La clave no está en decir «sí» o «no» a la tecnología, sino en decidir para qué la usas. En mi caso, la inteligencia artificial no sustituye mi pensamiento, lo amplifica. Me ayuda a ilustrar, corregir, investigar o preparar material, pero no a escribir. Porque escribir es lo que me mantiene intelectualmente vivo. Supongo que a otros más inteligentes que yo les llega con leer. Pero yo, que soy más torpe, necesito escribir para fijar conocimientos.

Negarse a la inteligencia artificial por completo es como negarse a aprender a leer porque uno teme a los libros. Las herramientas cambian, pero el criterio sigue siendo humano. El desafío no es encerrarse para «preservar la pureza», sino salir al mundo con discernimiento. La alfabetización del siglo XXI no consiste en evitar la tecnología, sino en aprender a usar bien lo que existe y proteger lo que te hace único.

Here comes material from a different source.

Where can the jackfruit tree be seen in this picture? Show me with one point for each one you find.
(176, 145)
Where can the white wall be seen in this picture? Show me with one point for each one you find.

Decir «no» por principio es la forma más cómoda de evitar pensar. Lo difícil es construir una relación inteligente con la tecnología. Quien no entienda eso acabará descubriendo, demasiado tarde, que el mundo siguió avanzando. Y entonces, el problema ya no será la inteligencia artificial, sino su propia decisión de no haber aprendido a convivir con ella.